La scuola c’è ma mancano gli alunni. È quello che accade ad Accumoli, 616 abitanti in provincia di Rieti. La procedura d’urgenza dopo il terremoto e la consegna dell’impianto prevista per il 2017 non sono state rispettate e così le famiglie hanno deciso di iscrivere i figli altrove, lasciando di fatto la scuola chiusa. Ancora non è stata inaugurata, ma è già certo che i 22 bambini di Accumoli non ci sono più. E quindi sarà impossibile tra qualche giorno far suonare la prima campanella.
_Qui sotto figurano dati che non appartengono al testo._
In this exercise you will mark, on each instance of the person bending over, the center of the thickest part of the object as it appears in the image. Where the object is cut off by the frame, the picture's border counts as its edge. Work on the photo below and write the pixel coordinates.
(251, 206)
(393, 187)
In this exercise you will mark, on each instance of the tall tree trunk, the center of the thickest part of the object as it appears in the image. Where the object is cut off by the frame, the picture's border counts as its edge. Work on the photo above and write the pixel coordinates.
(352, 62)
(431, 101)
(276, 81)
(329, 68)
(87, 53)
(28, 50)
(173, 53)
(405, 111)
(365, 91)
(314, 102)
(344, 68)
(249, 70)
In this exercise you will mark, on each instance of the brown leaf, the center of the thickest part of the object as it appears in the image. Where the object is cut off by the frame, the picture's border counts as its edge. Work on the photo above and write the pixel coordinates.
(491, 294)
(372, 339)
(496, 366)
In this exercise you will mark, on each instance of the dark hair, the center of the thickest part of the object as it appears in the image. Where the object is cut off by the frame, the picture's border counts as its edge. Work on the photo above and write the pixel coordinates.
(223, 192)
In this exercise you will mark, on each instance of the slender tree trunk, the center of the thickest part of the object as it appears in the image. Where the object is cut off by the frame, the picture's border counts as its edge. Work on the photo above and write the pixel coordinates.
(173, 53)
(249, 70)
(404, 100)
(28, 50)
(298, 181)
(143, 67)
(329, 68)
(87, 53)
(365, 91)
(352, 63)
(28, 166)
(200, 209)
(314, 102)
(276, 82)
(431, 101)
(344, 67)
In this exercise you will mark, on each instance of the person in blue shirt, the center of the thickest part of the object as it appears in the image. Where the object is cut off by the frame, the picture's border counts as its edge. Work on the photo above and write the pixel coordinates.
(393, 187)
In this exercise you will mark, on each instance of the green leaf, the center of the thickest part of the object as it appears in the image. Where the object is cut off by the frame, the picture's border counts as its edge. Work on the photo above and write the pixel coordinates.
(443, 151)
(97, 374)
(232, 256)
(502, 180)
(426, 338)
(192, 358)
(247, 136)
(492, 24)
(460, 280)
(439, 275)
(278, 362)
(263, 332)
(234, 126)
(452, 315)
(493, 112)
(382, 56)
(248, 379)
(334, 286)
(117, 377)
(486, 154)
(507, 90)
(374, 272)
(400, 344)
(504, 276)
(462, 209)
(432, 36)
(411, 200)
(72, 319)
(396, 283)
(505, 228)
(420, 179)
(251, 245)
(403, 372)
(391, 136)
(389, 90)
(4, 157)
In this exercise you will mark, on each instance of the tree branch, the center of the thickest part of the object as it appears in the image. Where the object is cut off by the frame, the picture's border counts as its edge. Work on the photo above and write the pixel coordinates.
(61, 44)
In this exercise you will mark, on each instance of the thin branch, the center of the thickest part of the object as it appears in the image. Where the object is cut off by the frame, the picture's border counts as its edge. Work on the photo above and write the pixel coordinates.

A raccontare la vicenda è la sindaca Franca D’Angeli, desolata per quanto accaduto: “Purtroppo la scuola è stata consegnata con un anno di ritardo. Avevamo una primaria e una scuola dell’infanzia formata da due pluriclassi prima del terremoto. Con il sisma la maggior parte delle famiglie si sono trasferite sul litorale; quando sono rientrate in paese la scuola era in costruzione”. A quel punto alcuni bambini hanno deciso d’iscriversi a Borgo d’Arquata, altri, cinque o sei, sono stati accolti in una struttura provvisoria. Ma, aggiunge D’Angeli, “nel 2018 la scuola non è stata consegnata e così si sono trasferiti tutti a Borgo D’Arquata”.

Così ora la sindaca si ritrova con una scuola nuova, accogliente ma vuota: “Abbiamo convocato i genitori ma ci hanno risposto quello che ci aspettavamo: ci hanno detto che i bambini sono già inseriti in un altro contesto, hanno già subito un trasferimento e non c’è motivo perché ne subiscano un altro. Abbiamo fatto due riunioni anche con l’assessore all’Istruzione della Regione Lazio, ma l’esito è stato negativo”.

Accumoli aveva già prima del terremoto – che qui ha ucciso 11 persone, di cui tre bambini – un problema di spopolamento. E il ricordo di quelle scosse che colpirono il Centro Italia sono ancora vive nella memoria dei cittadini. Lo sa bene la sindaca D’Angeli che faceva l’insegnante e che ha dovuto misurarsi con la tragedia da spiegare ai bambini. L’assenza di una scuola, ad avviso della prima cittadina, non farà altro che rendere il paese più povero: “Un paese senza scuola ha dei problemi. L’unica speranza che ho è quella di tener aperto questo edificio per altri usi. Non voglio assolutamente che diventi una di quelle strutture inutilizzate”.

Così D’Angeli ha iniziato a immaginare a come rendere viva la non-scuola: “Vorremmo che questa struttura fosse lasciata alla sua vocazione ovvero quella dell’educazione, della formazione. Penso che potrebbe diventare una scuola professionale spendibile su tutto il territorio”. Il target pensato dalla sindaca è quello dei più giovani: “Un modo per attrarre i ragazzi che finiscono le scuole medie. Un luogo che possa fare da ponte tra il mondo dell’istruzione e quello lavorativo in modo da creare anche un ripopolamento della zona che sembra essere destinata a diventare un paese per vecchi. Una sfida che l’amministrazione intende affrontare con tutto il territorio”.